En comparaison, Obsession, réalisé par Curry Barker, propose une version bien plus sombre et réaliste de ce thème. Bien qu’il ne s’agisse pas d’un remake, le film joue avec les mêmes éléments narratifs, mais les pousse à leur paroxysme.
Une intrigue centrée sur la manipulation
Le film suit Bear (Michael Johnston), un employé timide d’un magasin de musique, secrètement amoureux de sa collègue Nikki (Inde Navarette). Incapable de se déclarer, il utilise un objet magique, le « One Wish Willow », pour souhaiter que Nikki l’aime plus que tout au monde. Le souhait se réalise instantanément.
Nikki devient alors obsédée par Bear : elle l’adore, le soutient, passe tout son temps avec lui, et même… lui prépare des autels macabres avec le cadavre de son chat mort, ce qui le rebute profondément. À plusieurs reprises, Nikki semble reprendre conscience de la situation, horrifiée, avant de retomber dans une dépendance maladive. Sans Bear, elle n’est plus rien : elle reste immobile en attendant son retour, allant jusqu’à se souiller elle-même.

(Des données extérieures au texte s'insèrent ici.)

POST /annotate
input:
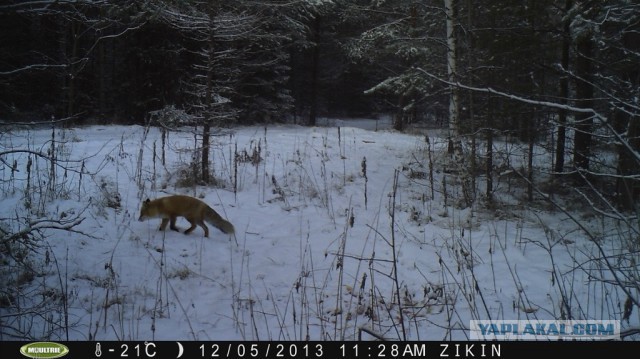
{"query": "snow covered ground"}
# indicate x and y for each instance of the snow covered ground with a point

Une réflexion sur la moralité des souhaits
De nombreuses histoires explorent le thème du souhait exaucé, mais avec des conséquences désastreuses. Dans Wishmaster, c’est un démon qui manipule les gens. Ici, c’est Bear lui-même, dont les pensées égoïstes et malsaines se réalisent.
Le scénario de Barker souligne une vérité troublante : même fantasmer sur le fait de priver quelqu’un de sa libre volonté est une faute morale, que le souhait se réalise ou non. Comment peut-on, ne serait-ce qu’un instant, imaginer altérer la réalité pour satisfaire son propre désir, au détriment d’autrui ?

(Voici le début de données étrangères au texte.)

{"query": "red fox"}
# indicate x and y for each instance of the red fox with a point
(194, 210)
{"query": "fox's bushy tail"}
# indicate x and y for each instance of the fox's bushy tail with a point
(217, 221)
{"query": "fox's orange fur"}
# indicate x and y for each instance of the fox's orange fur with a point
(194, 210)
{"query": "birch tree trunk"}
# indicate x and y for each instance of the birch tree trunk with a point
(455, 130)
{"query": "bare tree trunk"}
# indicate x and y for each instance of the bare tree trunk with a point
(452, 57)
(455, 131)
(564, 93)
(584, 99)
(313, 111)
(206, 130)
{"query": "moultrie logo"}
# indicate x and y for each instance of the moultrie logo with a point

Si Wonder Woman 1984 reste aveugle à son propre côté malsain, Obsession assume pleinement son propos. En racontant l’histoire du point de vue de Bear, Barker nous force à nous identifier à un personnage profondément immoral, du moins au début. Le film, conçu pour être aussi terrifiant que possible, n’hésite pas à choquer le spectateur.
Une critique sociale dérangeante
« Obsession » ne se contente pas d’être un simple film d’horreur surnaturelle. Il devient une réflexion glaçante sur l’égoïsme, le consentement et les limites de la manipulation. En nous plongeant dans l’esprit de Bear, le réalisateur nous confronte à nos propres failles morales.
Contrairement à Wonder Woman 1984, qui ignore l’horreur de sa propre intrigue, Obsession assume pleinement sa noirceur. Et c’est précisément ce qui en fait une œuvre bien plus percutante et mémorable.